Look, Learn, Live & Do You: The Squat Stance Cable V – Bar Chop w/ Tricep Extension

6.-Do-things-in-order.pngIn the past I have found difficulty in prioritizing certain isolation exercise and core movement. Historically, exercises that center on isolating a particular muscle group often appear towards the end of the workout. Take for instance, the bicep curl, calf raise or the triceps extension.  When It comes to anything in life, if you hold a good deal of value for it, make sure you start off with it.  You might reason then that a look at my exercise order suggests that the bicep curl, tricep extension hold little relative value compared to others such as the clean from the hang, the sled push or the weighted pull up.  You might be right in this assessment, but I like to believe that the value of an exercise is meaningless if it’s inappropriate for a given athlete, workout, or period of time.  Despite this focus, the reality of life is that we are always bounded by time.  Having little respect for time and you will find that the things that are placed last  are often forgotten or dismissed.
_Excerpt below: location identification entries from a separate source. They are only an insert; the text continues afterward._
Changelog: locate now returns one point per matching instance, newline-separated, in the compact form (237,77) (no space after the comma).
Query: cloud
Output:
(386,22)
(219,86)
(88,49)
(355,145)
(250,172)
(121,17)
Thus, efficiency is always an important component of program design when time is a limiting factor.

In this post, I will provide you with an exercise that helps improve training efficiency and adds value to exercises that are often considered valueless.

The Squat Stance Cable V – Bar Chop w/ Tricep Extension

The Squat Stance – Rotating – V Bar – Chop fits into several classes of exercise.  It is an exercise that challenges stability through rotation. It is also an exercise that challenges the body as a whole rather than in isolation. We can also view it as an integrative exercise or a movement that is challenged by the ability to integrate various parts and/or function to produce a desired objective. Additionally, the Squat Stance rotating cable Vbar chop is an exercise that challenges our ability to apply a horizontal impulse in to the ground.

There are several objectives in applying this exercise to a training program.  We are looking to combine simple exercises together for the purpose of improving efficiency and increase value by increasing objectives.  In this particular exercise there are three particular training objectives that are combined

  1. Objective 1: Demonstrating core control through the application of a resistive load along the transverse plane to the upper extremity as it relates to the lower extremity. – This is just another fancy way of saying this is a core exercise.
  2. Objective 2: Applying a resistive load to challenge elbow extension
  3. Objective 3: Applying a resistive force to a single limb that challenges both horizontal displacement and the integrity of hip abduction and
  4. Objective 4: Allowing resistive load to produce greater range and neural control in hip internal rotation.

Mastering these objectives will allow an individual to gain range in hip internal rotation, improve their ability to displace themselves horizontally, improve the strength, control and integrity of hip extension, abduction and flexion and provide help them facilitate a higher quality of communication between the upper extremities and the lower extremities. A detailed account of the muscles worked in this particular exercise is complex and difficult to quantify due to the number of structures that are involved  combined with the fact that the various individuals express movement differently due to the variances in their structures. It may be best to view this simply as multisgemental and complex movement that challenges the following among many.

  1. Internal and External Obliques,
  2. Rectus Abdominus
  3. Hip External Rotators
  4. Hip Abductions
  5. Grip Strength
  6. Support
  7. The start of the position immediately acts on the internal rotators of the hip. In particular the tensor fascia lata (TFL) and gluteus medius. The gluteus minimus is engaged the more we get the athlete to flex at the hip.
  8. Additionally, there is quite a bit of stress placed on structures involved in stability of the knee.

efficient1.jpgThe reasons why I like this particular exercise and the class of exercises like it is due to the fact that it drives efficiency.  With this particular exercise I can focus on developing strength through the upper body and stability of the lower body. I also like it because it is a widely recognize motion.  We are likely to have seen someone chop tree or swing a bat. Thus, the movement has a great reference and is therefore easier to teach than those exercises without reference.  This allows the exercise to be relatively easier to perform and thus widely applicable to various populations. Lastly, it is integrative  and movement based and can act as a great avenue in the transfer of strength gains to movement and therefore performance.